Мы можем проследить за становлением таких двойников в смешанных семиотиках, которые образуют как смеси, так и деградации. С одной стороны, страстный влюбленный двойник, пара любви — страсти, попадает в супружеское отношение, или даже в «семейную склоку»: кто является субъектом высказывания? кто является субъектом высказываемого? Битва полов: Ты воруешь у меня мысли, семейная склока — это всегда cogito для двоих, cogito войны, Стриндберг довел такое падение любви — страсти до деспотичного супружества и паранойяльно-истеричной сцены («Она» говорит, что все нашла сама; фактически же, она всем обязана мне, эхо, кража мыслей, о Стриндберг!).[159] С другой стороны, обладающий сознанием двойник чистой мысли — пара законодатель-субъект — попадает в бюрократическое отношение и в новую форму преследования, где один принимает роль субъекта высказывания, тогда как другой сводится лишь к субъекту высказываемого: cogito само становится «скандалом в конторе», бюрократическим любовным бредом, новая форма бюрократии смещает прежнюю имперскую бюрократию или спаривается с ней, бюрократ говорит «Я мыслю» (именно Кафка дальше всего идет в этом направлении, как в примерах с Сортини и Сордини из «Замка» или с многочисленными субъективациями Кламма).[160] Супружество — это развитие пары, а бюрократия — развитие cogito: но одно существует в другом, любовная бюрократия и бюрократическая пара. О двойнике написано слишком много, причем небрежно, метафизически, ибо его находят всюду, в любом зеркале, не замечая того особого режима, каким он обладает, — как в смешанной семиотике, где он вводит новые моменты, так и в чистой семиотике субъективации, где он вписывается в линию ускользания и навязывает весьма специфические фигуры. Еще раз: две фигуры мысль-сознание и любовь-страсть в пост-означающем режиме; два момента — бюрократического сознания и супружеского отношения — в смешанных падении или комбинации. Но даже в смеси изначальная линия легко высвобождается в условиях семиотического анализа.

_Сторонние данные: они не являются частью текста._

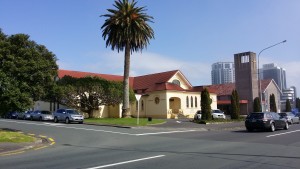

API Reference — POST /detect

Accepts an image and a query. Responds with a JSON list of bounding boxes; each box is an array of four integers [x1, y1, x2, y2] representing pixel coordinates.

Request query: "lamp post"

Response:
[[257, 40, 286, 110]]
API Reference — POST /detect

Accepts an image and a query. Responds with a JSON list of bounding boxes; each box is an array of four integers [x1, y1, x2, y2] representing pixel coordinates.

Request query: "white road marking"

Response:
[[134, 130, 197, 136], [87, 155, 165, 169], [266, 130, 300, 137], [0, 120, 197, 136]]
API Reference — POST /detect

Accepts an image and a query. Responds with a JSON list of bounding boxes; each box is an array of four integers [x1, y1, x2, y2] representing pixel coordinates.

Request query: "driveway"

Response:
[[145, 119, 245, 131]]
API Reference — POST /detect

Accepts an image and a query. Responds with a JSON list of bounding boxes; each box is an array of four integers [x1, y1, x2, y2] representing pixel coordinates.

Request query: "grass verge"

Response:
[[0, 129, 36, 143], [84, 118, 166, 126]]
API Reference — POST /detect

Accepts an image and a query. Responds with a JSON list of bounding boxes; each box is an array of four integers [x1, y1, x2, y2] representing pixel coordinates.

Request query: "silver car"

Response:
[[30, 110, 53, 121], [53, 109, 84, 124]]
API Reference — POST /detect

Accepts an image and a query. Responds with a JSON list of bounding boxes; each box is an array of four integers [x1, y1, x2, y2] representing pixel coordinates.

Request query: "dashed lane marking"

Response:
[[266, 130, 300, 137], [87, 155, 165, 169], [0, 151, 25, 156]]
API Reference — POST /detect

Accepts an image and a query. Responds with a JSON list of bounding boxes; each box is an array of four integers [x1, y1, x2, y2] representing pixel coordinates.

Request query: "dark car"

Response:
[[30, 110, 53, 121], [245, 112, 289, 132], [23, 111, 33, 120], [53, 109, 84, 124], [279, 112, 299, 124], [4, 112, 18, 119]]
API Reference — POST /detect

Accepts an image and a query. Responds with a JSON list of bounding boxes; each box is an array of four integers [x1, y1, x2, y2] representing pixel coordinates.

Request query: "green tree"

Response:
[[296, 97, 300, 110], [253, 97, 261, 112], [55, 76, 135, 117], [285, 99, 292, 112], [231, 90, 240, 119], [0, 29, 58, 113], [101, 0, 154, 117], [270, 93, 277, 112], [201, 88, 212, 120]]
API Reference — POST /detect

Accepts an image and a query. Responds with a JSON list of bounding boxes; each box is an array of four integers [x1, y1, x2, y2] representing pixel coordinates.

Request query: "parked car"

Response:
[[53, 109, 84, 123], [17, 112, 25, 119], [295, 113, 300, 121], [194, 110, 202, 120], [212, 109, 226, 119], [4, 112, 18, 119], [23, 111, 33, 120], [30, 110, 53, 121], [245, 112, 289, 132], [279, 112, 299, 124]]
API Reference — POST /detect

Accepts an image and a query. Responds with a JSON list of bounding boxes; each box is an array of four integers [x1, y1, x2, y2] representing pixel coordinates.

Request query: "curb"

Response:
[[83, 122, 132, 129], [0, 131, 55, 157]]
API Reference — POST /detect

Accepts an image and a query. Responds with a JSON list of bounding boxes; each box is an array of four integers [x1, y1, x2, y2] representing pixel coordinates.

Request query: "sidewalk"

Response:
[[147, 119, 245, 131]]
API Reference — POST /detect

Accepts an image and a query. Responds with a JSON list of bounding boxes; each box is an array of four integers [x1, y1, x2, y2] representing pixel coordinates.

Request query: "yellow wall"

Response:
[[132, 91, 217, 118]]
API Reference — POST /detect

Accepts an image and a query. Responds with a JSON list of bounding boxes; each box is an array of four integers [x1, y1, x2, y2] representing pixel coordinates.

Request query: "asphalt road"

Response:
[[0, 119, 300, 169]]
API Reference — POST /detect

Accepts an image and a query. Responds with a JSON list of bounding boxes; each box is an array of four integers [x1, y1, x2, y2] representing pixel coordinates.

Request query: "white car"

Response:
[[211, 109, 226, 119]]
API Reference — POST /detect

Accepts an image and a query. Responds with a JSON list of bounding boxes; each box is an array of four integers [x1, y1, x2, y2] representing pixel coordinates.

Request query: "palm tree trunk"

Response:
[[122, 42, 130, 117]]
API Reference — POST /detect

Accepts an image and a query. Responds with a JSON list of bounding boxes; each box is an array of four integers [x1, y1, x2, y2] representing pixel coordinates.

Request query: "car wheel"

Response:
[[284, 122, 289, 130], [270, 123, 275, 132], [246, 127, 253, 132]]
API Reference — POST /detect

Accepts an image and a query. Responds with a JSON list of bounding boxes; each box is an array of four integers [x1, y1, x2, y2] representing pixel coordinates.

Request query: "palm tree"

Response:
[[101, 0, 154, 117]]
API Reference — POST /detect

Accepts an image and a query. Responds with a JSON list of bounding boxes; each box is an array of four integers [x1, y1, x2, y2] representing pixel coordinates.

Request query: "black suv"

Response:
[[245, 112, 289, 132], [53, 109, 84, 124]]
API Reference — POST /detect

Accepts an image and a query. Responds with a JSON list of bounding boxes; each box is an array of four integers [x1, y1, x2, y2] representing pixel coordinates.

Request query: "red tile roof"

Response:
[[58, 69, 221, 93], [144, 83, 185, 93], [133, 70, 179, 90]]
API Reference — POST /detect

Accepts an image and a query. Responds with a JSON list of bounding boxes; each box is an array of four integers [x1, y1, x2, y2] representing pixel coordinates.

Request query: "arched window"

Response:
[[172, 79, 180, 86], [186, 96, 189, 107]]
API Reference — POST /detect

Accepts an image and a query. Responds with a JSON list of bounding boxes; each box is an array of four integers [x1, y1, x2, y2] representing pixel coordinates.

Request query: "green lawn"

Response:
[[0, 129, 36, 143], [84, 118, 166, 126]]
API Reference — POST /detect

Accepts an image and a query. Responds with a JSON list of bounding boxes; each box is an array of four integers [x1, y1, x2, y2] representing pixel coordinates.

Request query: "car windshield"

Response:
[[213, 110, 223, 113], [66, 110, 79, 114], [41, 111, 51, 114], [248, 113, 264, 119], [279, 113, 287, 117]]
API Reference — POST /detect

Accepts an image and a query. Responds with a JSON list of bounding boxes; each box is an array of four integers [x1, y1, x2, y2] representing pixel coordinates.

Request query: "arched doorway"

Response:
[[169, 97, 181, 115]]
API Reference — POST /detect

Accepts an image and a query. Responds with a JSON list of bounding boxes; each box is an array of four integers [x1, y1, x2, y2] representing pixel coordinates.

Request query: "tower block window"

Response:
[[241, 55, 249, 63]]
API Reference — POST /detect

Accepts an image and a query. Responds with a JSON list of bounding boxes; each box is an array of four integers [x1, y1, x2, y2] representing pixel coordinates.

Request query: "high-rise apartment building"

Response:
[[234, 52, 259, 114], [211, 62, 235, 84], [261, 63, 287, 91]]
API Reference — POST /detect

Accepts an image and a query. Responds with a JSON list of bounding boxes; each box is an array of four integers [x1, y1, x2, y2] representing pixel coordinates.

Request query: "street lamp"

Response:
[[257, 40, 286, 110]]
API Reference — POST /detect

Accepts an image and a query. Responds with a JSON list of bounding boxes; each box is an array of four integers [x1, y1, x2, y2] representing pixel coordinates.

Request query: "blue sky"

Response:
[[0, 0, 300, 93]]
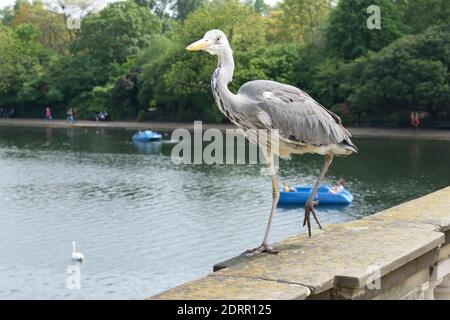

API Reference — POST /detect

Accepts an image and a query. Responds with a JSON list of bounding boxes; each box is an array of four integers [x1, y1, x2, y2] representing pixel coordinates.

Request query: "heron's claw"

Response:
[[303, 202, 322, 238], [242, 244, 278, 257]]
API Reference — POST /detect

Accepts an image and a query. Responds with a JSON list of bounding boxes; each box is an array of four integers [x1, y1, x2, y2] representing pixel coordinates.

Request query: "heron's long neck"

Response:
[[211, 48, 236, 117]]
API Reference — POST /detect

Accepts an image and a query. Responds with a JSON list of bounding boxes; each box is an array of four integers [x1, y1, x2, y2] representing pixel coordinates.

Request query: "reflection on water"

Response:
[[0, 127, 450, 299]]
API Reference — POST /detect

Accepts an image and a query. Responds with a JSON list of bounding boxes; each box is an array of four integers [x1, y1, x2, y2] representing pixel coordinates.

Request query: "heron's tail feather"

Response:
[[340, 139, 358, 153]]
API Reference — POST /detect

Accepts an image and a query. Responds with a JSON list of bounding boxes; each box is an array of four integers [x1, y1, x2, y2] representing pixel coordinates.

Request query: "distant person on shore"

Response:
[[330, 179, 345, 194], [281, 178, 295, 192], [66, 108, 73, 123], [45, 107, 52, 121]]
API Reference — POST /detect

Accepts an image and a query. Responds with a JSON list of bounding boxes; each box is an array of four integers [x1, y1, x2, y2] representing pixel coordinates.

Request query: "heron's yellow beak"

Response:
[[186, 39, 208, 51]]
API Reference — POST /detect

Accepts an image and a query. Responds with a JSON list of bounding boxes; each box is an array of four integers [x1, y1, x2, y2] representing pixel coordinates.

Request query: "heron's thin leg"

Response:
[[245, 156, 280, 257], [303, 154, 333, 237]]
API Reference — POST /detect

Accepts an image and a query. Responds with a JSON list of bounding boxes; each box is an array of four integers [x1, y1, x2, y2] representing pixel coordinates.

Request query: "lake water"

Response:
[[0, 127, 450, 299]]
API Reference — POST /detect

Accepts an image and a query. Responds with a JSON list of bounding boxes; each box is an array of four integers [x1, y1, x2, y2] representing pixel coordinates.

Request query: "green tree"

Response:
[[74, 1, 161, 65], [399, 0, 450, 33], [10, 1, 69, 54], [326, 0, 404, 59], [278, 0, 330, 44], [350, 26, 450, 118]]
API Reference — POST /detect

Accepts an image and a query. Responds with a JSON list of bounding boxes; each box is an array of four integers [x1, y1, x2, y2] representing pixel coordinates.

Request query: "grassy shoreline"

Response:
[[0, 119, 450, 140]]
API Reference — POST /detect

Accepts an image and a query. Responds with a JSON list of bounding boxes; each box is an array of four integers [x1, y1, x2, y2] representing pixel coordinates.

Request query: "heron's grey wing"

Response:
[[238, 80, 354, 146]]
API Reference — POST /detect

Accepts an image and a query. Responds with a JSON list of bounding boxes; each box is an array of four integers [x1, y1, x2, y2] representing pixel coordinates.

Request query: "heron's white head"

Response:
[[186, 30, 230, 56]]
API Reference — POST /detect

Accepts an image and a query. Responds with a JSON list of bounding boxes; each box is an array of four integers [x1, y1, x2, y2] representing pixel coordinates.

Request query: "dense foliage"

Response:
[[0, 0, 450, 126]]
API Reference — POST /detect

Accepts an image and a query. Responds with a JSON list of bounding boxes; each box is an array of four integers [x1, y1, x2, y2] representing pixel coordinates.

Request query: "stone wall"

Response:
[[150, 187, 450, 299]]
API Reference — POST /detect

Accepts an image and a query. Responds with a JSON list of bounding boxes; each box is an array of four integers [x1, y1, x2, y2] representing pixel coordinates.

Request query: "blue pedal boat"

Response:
[[133, 130, 162, 142], [278, 185, 353, 205]]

Есть избыток сознания и любви, который вовсе не то же, что означающий избыток другого режима. В означающем режиме избыток — это феномен объективной частоты, затрагивающий знаки или элементы знаков (фонемы, буквы, группы букв в языке): есть как максимальная частота означающего по отношению к каждому знаку, так и сравнительная частота одного знака по отношению к другому. В любом случае, можно было бы сказать, что этот режим развивает кое-что вроде «стены», на которой записываются знаки — в их отношении друг с другом и в их отношении к означающему. В пост-означающем режиме, напротив, избыток — это избыток субъективного резонанса, затрагивающий прежде всего связки, личные местоимения и имена собственные. Здесь также мы различаем максимальный резонанс самосознания (Я = Я [Moi = Moi]) и сравнительный резонанс имен (Тристан… Изольда…). Но на этот раз больше нет стены, на которой учитывается частота, а есть, скорее, именно черная дыра, притягивающая сознание и страсть, — дыра, в которой они резонируют. Тристан зовет Изольду, Изольда зовет Тристана, оба движутся к черной дыре самосознания, куда влечет их поток, куда влечет их смерть. Когда лингвисты различают обе формы избытка — частоту и резонанс, — они часто приписывают второму только лишь производный статус.[161] Действительно, речь идет о двух семиотиках, которые смешиваются, но, тем не менее, удерживают свои различные принципы (сходным образом, мы могли бы определить и другие формы избытка — такие, как ритмические, жестикуляционные, нумерические, которые отсылают к другим режимам знаков). Что по существу проводит различие между означающим режимом и субъективным режимом, а также между их соответствующими избытками, так это движение детерриторизации, каковое они осуществляют. Поскольку означающий знак отсылает только к знаку, а весь набор знаков — к самому означающему, то соответствующая семиотика обладает высоким уровнем детерриторизации, но детерриторизации все еще относительной, выражаемой как частота. В такой системе линия ускользания остается негативной, наделенной отрицательным знаком. Как мы увидели, субъективный режим действует совсем иначе — именно потому, что знак разрывает свое отношение означивания со знаком и начинает перебегать на позитивную линию ускользания, он достигает абсолютной детерриторизации, выражающейся в черной дыре сознания и страсти. Абсолютная детерриторизация cogito. Вот почему кажется, что субъективный избыток прививается к означающему и выводится из него как избыток в квадрате.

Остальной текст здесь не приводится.